Cheikh al-islam Ibn Taymiyah dit:«Voilà ce qui a amené des compagnons d'Ahmad et d'autres à préciser qu'il est permis d'accomplir une prière surérogatoire derrière un dévoyé. En effet, le Prophète (Bénédiction et salut soient sur lui) a donné l'ordre de prier derrière les chefs habitués à retarder la prière jusqu'à la sortie de son heure. Or, bien que ces chefs soient dévoyés, il a donné l'ordre de prier derrière eux avec l'intention de le faire à titre surérogatoire. Il est bien connu au sein des jurisconsultes que le retardement de la prière relève de la déviation.» Extrait d'al-Fatawa al-koubra (2/39). Cette déviation n'empêche pas qu'on puisse prier derrière eux avec l'intention d'accomplir une prière surérogatoire, si toutefois les chefs dévoyés ne commettent pas un acte qui les exclut de l'islam. C'est parce que refuser de prier derrière eux, fussent-ils dévoyés, peut entraîner des troubles et des divisions pouvant semer des dissensions au sein de nos rangs. On a déjà parlé du jugement de l'accomplissement de la prière derrière un dévoyé. Qu'on se réfère à la fatwa n° 47884 .
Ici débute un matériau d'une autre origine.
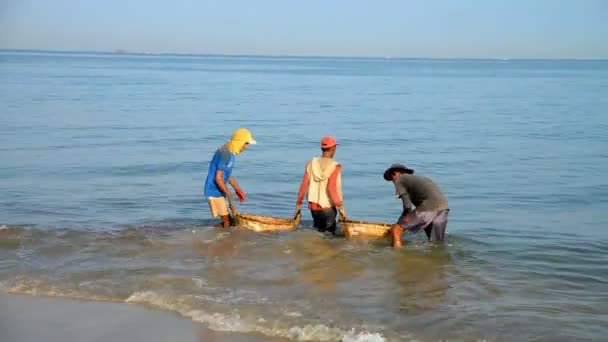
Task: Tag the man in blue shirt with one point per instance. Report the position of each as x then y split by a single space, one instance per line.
220 172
Si toutefois une contrainte ou un intérêt nécessite le retardement de la prière, il n' y a aucun mal à le faire. C'est le cas quand les gens sont dans leurs lieux de travail et ne peuvent pas partir accomplir la prière du vendredi au début de son temps. Il faut dans ce cas qu'ils puissent faire ladite prière avant l'entrée du temps de la seconde prière de l'après midi. Nous l'avons déjà expliqué dans la fatwa n° 145262 . Cela étant, si l'imam retarde la prière du vendredi d'une manière qui ne la déplace pas de son temps, il faut l'attendre car cette prière ne peut pas se fait correctement en l'absence d'un imam, d'un sermon et d'un groupe de prieurs.
Quatrièmement, s'agissant de l'accomplissement de la prière sous la direction de quelqu'un qui prône la démocratie et la laïcité, s'il appellent à l'abandon de la charia donc de l'application de la loi d'Allah dans la vie réelle et la séparation entre la religion et la vie publique des gens, on ne peut pas prier derrière un tel imam.
En principe, on peut prier derrière tout imam qui affiche son appartenance à l'islam sans mener une investigation sur son état. Cheikh al-Islam, Ibn Taymyah, a été interrogé à propos du fait de prier derrière les Mazariqa et à propos de leur innovation. Voici sa réponse: «On peut faire les cinq prières quotidiennes et la prière du vendredi derrière quelqu'un qu'on ne sait ni innovateur ni dévoyé selon l'avis unanime des autre imams des musulmans. Le fait de prendre quelqu'un pour imam ne dépend pas de la condition de connaitre ses croyances ni de le tester en lui disant que crois-tu? Car on peut prier derrière quelqu'un dont on ne connait pas l'état réel.» Extrait de Madjmou' al-Fatawa (23/351).
Allah le sait mieux.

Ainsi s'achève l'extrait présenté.